The original cast featured Zero Mostel as Max Bialystock, Kenneth Mars as Franz Liebkind and Lee Meredith as Ulla.

The name Bialystock was taken from the Polish city that was home to Mel Brooks' ancestors.

Because of the "Springtime for Hilter" musical number in 1968, the film was banned in Germany, and was not shown in Germany until it was included in a film festival featuring the works of Jewish filmmakers.

It has also been suggested that the term "creative accounting" may have originated in the 1968 production of The Producers.

If you cannot read music, you have something in common with Mel Brooks. "Springtime for Hilter" and "Prisoners in Love" (as were all the songs Brooks wrote for his films) were hummed into a tape recorder and transcribed by an expert.

Brooks is an incredible talent. He adapted The Producers as a stage musical in 2001 featuring (who else?) Nathan Lane as Max and Matthew Broderick as Leo, and it proceeded to win a record-breaking 12 Tony Awards.

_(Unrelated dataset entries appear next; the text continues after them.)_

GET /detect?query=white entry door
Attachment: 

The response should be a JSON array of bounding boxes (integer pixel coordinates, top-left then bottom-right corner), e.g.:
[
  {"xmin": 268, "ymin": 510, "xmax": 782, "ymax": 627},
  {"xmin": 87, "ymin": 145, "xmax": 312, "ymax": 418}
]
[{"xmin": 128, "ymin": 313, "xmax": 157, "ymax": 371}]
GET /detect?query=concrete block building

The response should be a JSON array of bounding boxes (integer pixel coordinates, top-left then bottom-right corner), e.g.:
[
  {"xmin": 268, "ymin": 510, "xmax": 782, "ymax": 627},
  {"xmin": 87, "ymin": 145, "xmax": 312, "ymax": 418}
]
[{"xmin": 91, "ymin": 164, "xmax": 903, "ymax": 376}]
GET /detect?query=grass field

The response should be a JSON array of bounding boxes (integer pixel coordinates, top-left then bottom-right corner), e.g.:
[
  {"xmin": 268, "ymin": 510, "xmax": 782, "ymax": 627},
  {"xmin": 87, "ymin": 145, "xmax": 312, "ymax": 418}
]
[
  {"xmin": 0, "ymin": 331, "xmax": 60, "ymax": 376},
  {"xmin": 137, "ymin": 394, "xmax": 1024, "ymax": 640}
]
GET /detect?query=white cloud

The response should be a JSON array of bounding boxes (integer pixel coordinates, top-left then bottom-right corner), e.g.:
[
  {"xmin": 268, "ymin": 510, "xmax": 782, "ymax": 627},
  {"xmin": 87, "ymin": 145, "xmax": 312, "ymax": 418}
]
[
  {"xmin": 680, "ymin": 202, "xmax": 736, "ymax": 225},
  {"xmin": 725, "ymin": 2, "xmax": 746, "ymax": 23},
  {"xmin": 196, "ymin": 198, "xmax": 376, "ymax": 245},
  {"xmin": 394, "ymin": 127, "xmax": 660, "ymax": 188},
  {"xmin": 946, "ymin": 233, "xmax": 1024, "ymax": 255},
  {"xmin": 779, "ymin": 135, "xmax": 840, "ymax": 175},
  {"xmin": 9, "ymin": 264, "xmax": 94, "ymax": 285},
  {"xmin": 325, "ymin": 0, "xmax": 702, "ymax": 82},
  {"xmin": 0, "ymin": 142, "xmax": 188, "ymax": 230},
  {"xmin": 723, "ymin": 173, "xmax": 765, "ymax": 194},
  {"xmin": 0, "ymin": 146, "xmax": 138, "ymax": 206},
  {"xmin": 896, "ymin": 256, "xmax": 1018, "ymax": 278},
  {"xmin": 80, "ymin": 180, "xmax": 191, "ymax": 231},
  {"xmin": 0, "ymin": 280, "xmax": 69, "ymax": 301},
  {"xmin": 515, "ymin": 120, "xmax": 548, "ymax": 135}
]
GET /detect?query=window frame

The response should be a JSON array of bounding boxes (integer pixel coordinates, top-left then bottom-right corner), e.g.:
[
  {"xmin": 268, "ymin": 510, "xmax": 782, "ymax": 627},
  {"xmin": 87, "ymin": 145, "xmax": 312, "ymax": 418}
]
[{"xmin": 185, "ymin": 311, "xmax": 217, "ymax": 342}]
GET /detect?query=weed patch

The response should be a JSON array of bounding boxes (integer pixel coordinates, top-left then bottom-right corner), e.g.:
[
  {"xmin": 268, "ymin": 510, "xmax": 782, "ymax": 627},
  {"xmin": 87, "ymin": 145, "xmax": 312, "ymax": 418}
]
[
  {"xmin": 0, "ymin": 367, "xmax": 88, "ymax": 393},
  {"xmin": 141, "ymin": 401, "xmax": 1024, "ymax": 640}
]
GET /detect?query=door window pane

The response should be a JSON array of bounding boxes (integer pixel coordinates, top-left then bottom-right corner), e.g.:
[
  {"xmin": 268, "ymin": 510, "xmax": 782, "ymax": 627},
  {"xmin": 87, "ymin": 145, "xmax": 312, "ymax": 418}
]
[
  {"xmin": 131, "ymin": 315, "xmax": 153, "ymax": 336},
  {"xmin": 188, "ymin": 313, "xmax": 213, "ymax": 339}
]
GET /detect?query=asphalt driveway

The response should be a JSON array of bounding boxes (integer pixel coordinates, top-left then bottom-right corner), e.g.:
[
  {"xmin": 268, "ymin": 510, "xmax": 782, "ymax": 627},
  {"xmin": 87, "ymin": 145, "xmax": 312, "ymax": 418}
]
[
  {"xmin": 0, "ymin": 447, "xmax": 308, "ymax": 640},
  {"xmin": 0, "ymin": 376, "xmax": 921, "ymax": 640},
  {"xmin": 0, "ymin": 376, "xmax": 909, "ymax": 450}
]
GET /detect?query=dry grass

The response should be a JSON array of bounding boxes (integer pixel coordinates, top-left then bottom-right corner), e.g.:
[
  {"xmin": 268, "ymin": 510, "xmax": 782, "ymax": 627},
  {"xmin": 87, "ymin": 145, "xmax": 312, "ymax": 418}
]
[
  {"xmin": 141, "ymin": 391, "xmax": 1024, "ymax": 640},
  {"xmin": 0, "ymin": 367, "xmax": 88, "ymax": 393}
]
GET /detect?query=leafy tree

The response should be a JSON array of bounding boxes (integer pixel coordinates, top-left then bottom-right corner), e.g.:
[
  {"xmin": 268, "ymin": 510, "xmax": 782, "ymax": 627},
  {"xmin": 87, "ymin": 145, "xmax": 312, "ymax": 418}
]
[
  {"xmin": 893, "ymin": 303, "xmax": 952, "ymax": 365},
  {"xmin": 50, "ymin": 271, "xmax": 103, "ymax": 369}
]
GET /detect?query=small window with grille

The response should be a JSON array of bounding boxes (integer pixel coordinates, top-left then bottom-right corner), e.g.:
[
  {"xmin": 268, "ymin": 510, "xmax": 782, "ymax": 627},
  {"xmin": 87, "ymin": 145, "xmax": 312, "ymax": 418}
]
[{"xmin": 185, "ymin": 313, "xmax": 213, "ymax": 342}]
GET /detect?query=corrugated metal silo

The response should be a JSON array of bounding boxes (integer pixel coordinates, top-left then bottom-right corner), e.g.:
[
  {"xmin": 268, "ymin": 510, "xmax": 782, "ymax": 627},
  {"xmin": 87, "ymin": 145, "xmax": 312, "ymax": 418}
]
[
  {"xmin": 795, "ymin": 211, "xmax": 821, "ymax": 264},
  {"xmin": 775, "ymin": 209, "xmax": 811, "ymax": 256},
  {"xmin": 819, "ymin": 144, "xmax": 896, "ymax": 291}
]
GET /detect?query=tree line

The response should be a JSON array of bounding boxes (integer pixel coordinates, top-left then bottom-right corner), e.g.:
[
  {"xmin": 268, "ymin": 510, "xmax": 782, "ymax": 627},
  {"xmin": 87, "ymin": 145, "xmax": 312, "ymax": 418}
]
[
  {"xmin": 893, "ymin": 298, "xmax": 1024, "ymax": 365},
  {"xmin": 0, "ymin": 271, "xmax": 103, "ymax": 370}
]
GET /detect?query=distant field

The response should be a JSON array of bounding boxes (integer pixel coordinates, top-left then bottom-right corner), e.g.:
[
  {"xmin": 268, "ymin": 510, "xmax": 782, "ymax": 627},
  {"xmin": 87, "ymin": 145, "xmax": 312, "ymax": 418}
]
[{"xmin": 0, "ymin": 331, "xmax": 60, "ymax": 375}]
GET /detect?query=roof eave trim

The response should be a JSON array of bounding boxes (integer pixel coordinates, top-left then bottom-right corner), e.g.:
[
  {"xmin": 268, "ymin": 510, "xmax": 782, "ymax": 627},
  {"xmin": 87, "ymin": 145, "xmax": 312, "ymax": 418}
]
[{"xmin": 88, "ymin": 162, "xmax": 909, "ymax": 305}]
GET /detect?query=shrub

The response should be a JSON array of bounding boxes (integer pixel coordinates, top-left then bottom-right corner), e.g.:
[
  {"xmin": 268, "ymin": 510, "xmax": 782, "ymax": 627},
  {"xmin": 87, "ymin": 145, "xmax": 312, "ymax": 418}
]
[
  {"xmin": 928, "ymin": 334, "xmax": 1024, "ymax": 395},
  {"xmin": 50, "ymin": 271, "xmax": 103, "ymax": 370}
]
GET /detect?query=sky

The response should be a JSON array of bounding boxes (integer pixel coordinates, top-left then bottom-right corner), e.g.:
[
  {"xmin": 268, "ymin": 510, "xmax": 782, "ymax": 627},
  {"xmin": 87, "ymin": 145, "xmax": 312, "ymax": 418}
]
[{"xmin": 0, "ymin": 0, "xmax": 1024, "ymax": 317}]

Mel Brooks is not your usual talent. He may well be more of a stranger to sanity than comedy.

Trust me when I say that the 2005 version of The Producers is meant to be enjoyed without looking for a comfortable story line or serious message. It is nothing more or less than pure entertainment.

It seems as if this film has a cast of thousands, and everyone has bought into Mel Brooks idea of a good time. Every movie needs a director and Susan Stroman must have had her moments in keeping this production on task.

The 2005 version of The Producers was nominated for 4 Golden Globes: Best Picture, Best Original Song ("There's Nothing Like a Show on Broadway" by Mel Brooks), Nathan Lane as Best Actor and Will Farrell as Best Supporting Actor.

You may remember Thurman from Dangerous Liaisons (1988), Pulp Fiction (1994), Gattaca (1997) and two Kill Bill movies (2003 and 2004). She earned an Academy Award nomination for Best Supporting Actress as Mia Wallace in Pulp Fiction.

Despite the nonsensical good fun, I enjoyed watching Uma Thurman as Ulla, proving that the right blond with the right sex appeal never gets old.